Closed fryeguy52 closed 4 years ago
@trilinos/muelu,
These are showing errors like shown here showing:
...
STS::magnitude(diagVec->norm1() - diagVec->getGlobalLength()) < 100*TMT::eps() = false == true = true : FAILED ==> /gpfs1/jenkins/serrano-slave/workspace/Trilinos-atdm-serrano-intel-opt-openmp/SRC_AND_BUILD/Trilinos/packages/muelu/test/unit_tests_kokkos/TentativePFactory_kokkos.cpp:362
...
[FAILED] (0.00249 sec) TentativePFactory_kokkos_double_int_int_Kokkos_Compat_KokkosOpenMPWrapperNode_MakeTentativeVectorBasedUsingDefaultNullSpace_UnitTest
Location: /gpfs1/jenkins/serrano-slave/workspace/Trilinos-atdm-serrano-intel-opt-openmp/SRC_AND_BUILD/Trilinos/packages/muelu/test/unit_tests_kokkos/TentativePFactory_kokkos.cpp:264
Can someone please update this unit testing code to use TEST_FLOATING_EQUALITY() so we can see the actual numbers to see how far this is failing by? For example, you could use:
TEST_FLOATING_EQUALITY(
STS::magnitude(diagVec->norm1()),
STS::magnitude(diagVec->getGlobalLength()),
STS::magnitude(100*TMT::eps()),
That would print the numbers being compared and the tolerance so we can see why this is failing.

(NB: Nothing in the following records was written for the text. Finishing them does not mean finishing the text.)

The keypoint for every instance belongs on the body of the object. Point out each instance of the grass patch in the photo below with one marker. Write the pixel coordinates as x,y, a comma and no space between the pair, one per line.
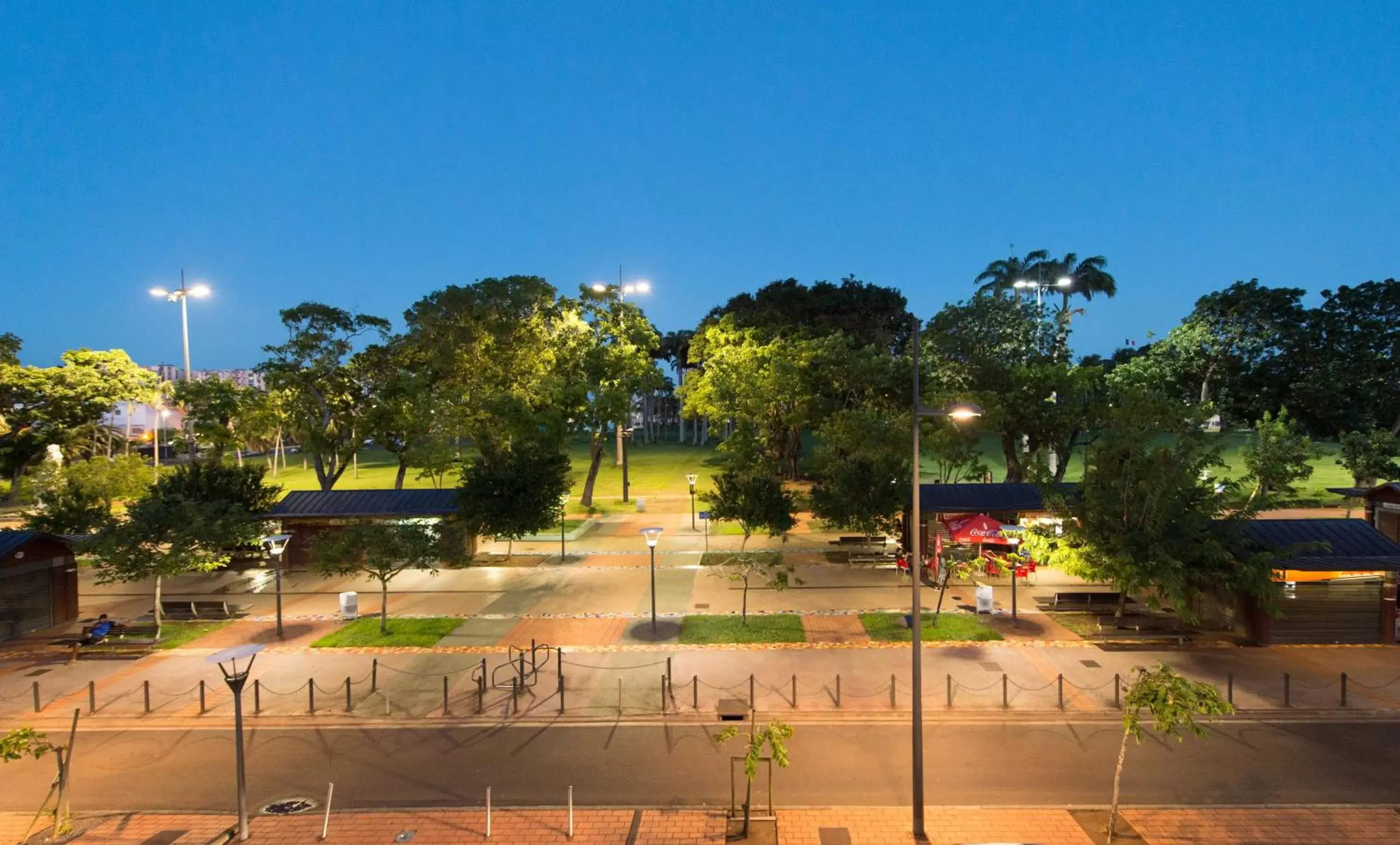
720,558
182,633
951,628
768,628
402,633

@bartlettroscoe sure I can work on this, I have modified a few things in MueLu recently to start using the epsilon function from Teuchos instead of hard coding a value and it could be the reason for this failure.
@bartlettroscoe @fryeguy52 I have a PR in progress that updates a few tests in MueLu that were failing for various reasons. Among them the offending unit-test pointed to above.
I also want to point at that the pull request auto-tester does not seem to turn on the Teuchos_GLOBALLY_REDUCE_UNITTEST_RESULTS
which seems odd and potentially dangerous!
@lucbv said:
I also want to point at that the pull request auto-tester does not seem to turn on the
Teuchos_GLOBALLY_REDUCE_UNITTEST_RESULTS
which seems odd and potentially dangerous!
Right. Someone needs to clean up all of the flaky Trilinos tests so we can enable that. But for tests you control, just use the unit test driver Teuchos_StandardParallelUnitTestMain.cpp will will globally reduce unit test results.
@fryeguy52 @bartlettroscoe there is some progress, at least the serial test is now passing see this query. @csiefer2 do you have any time to look at the issue with the RAPShift factory on waterman?
FYI: Still lots of random failures of these tests in the build Trilinos-atdm-waterman_cuda-9.2_shared_opt
as shown here. The test MueLu_UnitTestsTpetra_MPI_1
failed once in the last 10 days and the test MueLu_UnitTestsTpetra_MPI_4
failed 8 times in the last 10 days.
But as shown in this query it looks like the build Trilinos-atdm-waterman_cuda-9.2_shared_opt
is the only build where these tests failed in the last 10 days.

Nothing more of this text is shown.